Admittedly, we’ve been in the company of those who support a cultish appreciation for the Head and the Heart, after their rise to an indie-level amount of fame brought their music to the east coast. We think the group was artful in their introduction of “Shake” as the first single, because the sound is everything we’ve known about them, and everything we’ve yet to learn. Fans of their original album will be comforted by the strong harmonies and lyrics reflective of earlier hits, but should expect the incorporation of a more dynamic sound which introduces some arguably weaker tracks. Head and the Heart apostles who’ve spent three years (40?) in the desert are going to remerge to find some surprises—like Charity’s lead vocals on more than one track. She leads on the “Springtime/Summertime” pairing, which is a Karen-O meets Brandon Flowers arrangement, featuring Karen-esque yips (“oh”s technically) woven throughout pop-synth supported melodies.
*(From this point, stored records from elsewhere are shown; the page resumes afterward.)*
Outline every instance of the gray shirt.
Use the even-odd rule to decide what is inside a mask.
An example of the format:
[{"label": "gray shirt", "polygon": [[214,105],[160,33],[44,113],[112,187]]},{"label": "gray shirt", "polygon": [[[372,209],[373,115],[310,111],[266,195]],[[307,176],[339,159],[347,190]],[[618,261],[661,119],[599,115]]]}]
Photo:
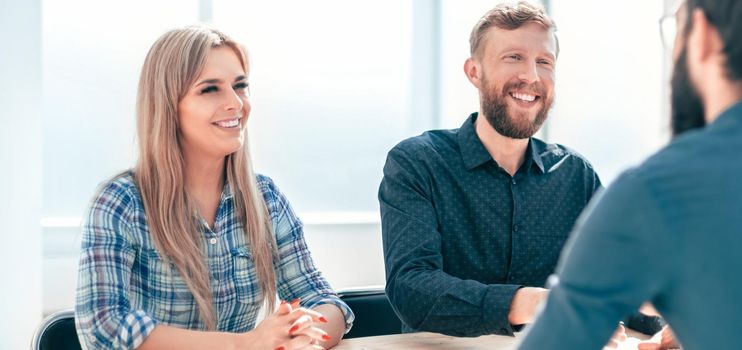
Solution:
[{"label": "gray shirt", "polygon": [[596,196],[520,349],[600,349],[650,301],[685,349],[736,349],[742,325],[742,103]]}]

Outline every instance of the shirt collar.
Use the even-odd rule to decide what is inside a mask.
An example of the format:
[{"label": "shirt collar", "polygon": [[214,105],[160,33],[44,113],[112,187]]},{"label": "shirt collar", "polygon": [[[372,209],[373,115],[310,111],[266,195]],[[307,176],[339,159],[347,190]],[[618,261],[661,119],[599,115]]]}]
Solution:
[{"label": "shirt collar", "polygon": [[479,139],[477,131],[474,129],[477,114],[474,112],[469,115],[469,118],[466,118],[464,124],[459,128],[459,149],[461,149],[461,157],[464,159],[466,170],[472,170],[492,160],[492,156],[484,148],[482,140]]},{"label": "shirt collar", "polygon": [[[464,166],[466,170],[472,170],[484,163],[489,161],[494,162],[492,156],[484,148],[482,140],[479,139],[477,131],[475,129],[475,122],[479,113],[474,112],[466,118],[464,124],[459,128],[459,149],[461,150],[461,157],[464,160]],[[543,142],[536,142],[533,138],[528,139],[528,149],[526,150],[526,159],[524,164],[527,167],[531,167],[534,164],[544,172],[544,164],[541,160],[541,154],[544,152],[545,144]]]},{"label": "shirt collar", "polygon": [[718,128],[725,127],[730,123],[738,123],[739,121],[742,121],[742,118],[739,118],[739,116],[742,116],[742,101],[733,104],[732,106],[721,112],[716,120],[709,124],[709,127]]},{"label": "shirt collar", "polygon": [[530,155],[531,165],[536,165],[541,173],[544,173],[544,161],[541,159],[541,155],[546,153],[546,144],[533,137],[528,139],[528,151],[526,154]]},{"label": "shirt collar", "polygon": [[224,186],[222,187],[222,196],[221,201],[225,201],[227,199],[232,199],[234,197],[234,193],[232,192],[232,186],[229,185],[229,182],[224,181]]}]

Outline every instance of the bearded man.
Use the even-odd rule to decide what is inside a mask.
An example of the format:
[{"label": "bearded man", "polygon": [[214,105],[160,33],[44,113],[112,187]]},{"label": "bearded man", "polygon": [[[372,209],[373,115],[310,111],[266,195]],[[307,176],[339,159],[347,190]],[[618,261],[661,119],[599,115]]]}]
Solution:
[{"label": "bearded man", "polygon": [[[740,348],[742,2],[687,0],[668,19],[674,138],[590,204],[520,349],[597,349],[646,302],[683,349]],[[664,338],[639,348],[674,348]]]},{"label": "bearded man", "polygon": [[601,186],[579,154],[533,137],[554,101],[554,31],[526,2],[490,10],[464,64],[479,112],[388,154],[386,293],[406,332],[512,335],[548,294],[562,246]]}]

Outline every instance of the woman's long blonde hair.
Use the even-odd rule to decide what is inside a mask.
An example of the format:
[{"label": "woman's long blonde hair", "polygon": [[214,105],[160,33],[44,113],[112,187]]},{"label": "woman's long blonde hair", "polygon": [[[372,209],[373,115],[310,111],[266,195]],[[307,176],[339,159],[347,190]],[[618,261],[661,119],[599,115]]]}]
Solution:
[{"label": "woman's long blonde hair", "polygon": [[[142,67],[137,95],[139,159],[134,179],[144,201],[149,231],[160,255],[170,260],[188,285],[207,329],[216,329],[202,226],[185,190],[185,164],[179,143],[178,102],[216,47],[229,47],[248,72],[244,48],[223,33],[192,26],[171,30],[152,45]],[[226,181],[257,269],[261,293],[270,310],[276,302],[276,256],[270,215],[258,189],[244,146],[226,157]]]}]

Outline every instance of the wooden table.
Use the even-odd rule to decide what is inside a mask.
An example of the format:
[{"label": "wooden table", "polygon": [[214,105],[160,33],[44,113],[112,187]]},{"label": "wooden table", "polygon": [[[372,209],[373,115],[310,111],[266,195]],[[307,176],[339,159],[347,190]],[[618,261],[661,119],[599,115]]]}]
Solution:
[{"label": "wooden table", "polygon": [[[629,330],[629,339],[621,343],[616,350],[636,349],[642,339],[649,337]],[[515,337],[503,335],[483,335],[477,338],[451,337],[438,333],[407,333],[346,339],[333,350],[504,350],[515,349],[522,335]]]}]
Unexpected as that may sound, many of the songs on Let’s Be Still can be appreciated within the context of a finely tuned band, aspiring to create collectively.
A throwback to their rereleased self-titled album, “Josh McBride”, is everything that old-school Head and the Heart fans love (which makes sense because it was written and made public as a demo well before). As a stripped-down and emotionally raw song, the lyrics and harmonies are powerful in and of themselves, but the album version embellishes the love ballad into a symphony. On the flip side of the record, we were confused by the title track, as it’s probably one of the most underwhelming songs on the entire release. Perhaps it’s reflective of an underlying theme we’ve not yet identified, but it and the two following songs lack an authenticity we expected throughout. On the latter-half of Let’s Be Still, “Fire/Fear” exemplifies the musical change in direction—it showcases synthetic keys and reverb-heavy vocals, while still indulging the purist with beautiful build and lyrics that sound like an open diary. We consider this a well-produced companion piece to “Honey Come Home”; almost a reflection upon the happenstance that lead up to, or occurred after the heartfelt earlier song. “Gone”, the final track of the album, leaves no question as to what the Head and the Heart intends and can accomplish for future compositions. Though it’s less familiar than where we’ve been with the band, we’re really looking forward to where they go from here.
Tracks on Let’s Be Still might feel more isolated than what we’re accustomed to, but every former and future fan will find something to love in the album. None of the new songs really deserve hard critique, but it may be that we have had too long to defend and become intimate with the Head and the Heart’s self-titled first release. Let’s Be Still surprises and challenges our assumptions of what a sophomore album might sound like, but it’s exactly what we needed to hear. Some might even say it “sounds like Hallelujah for the…” second time.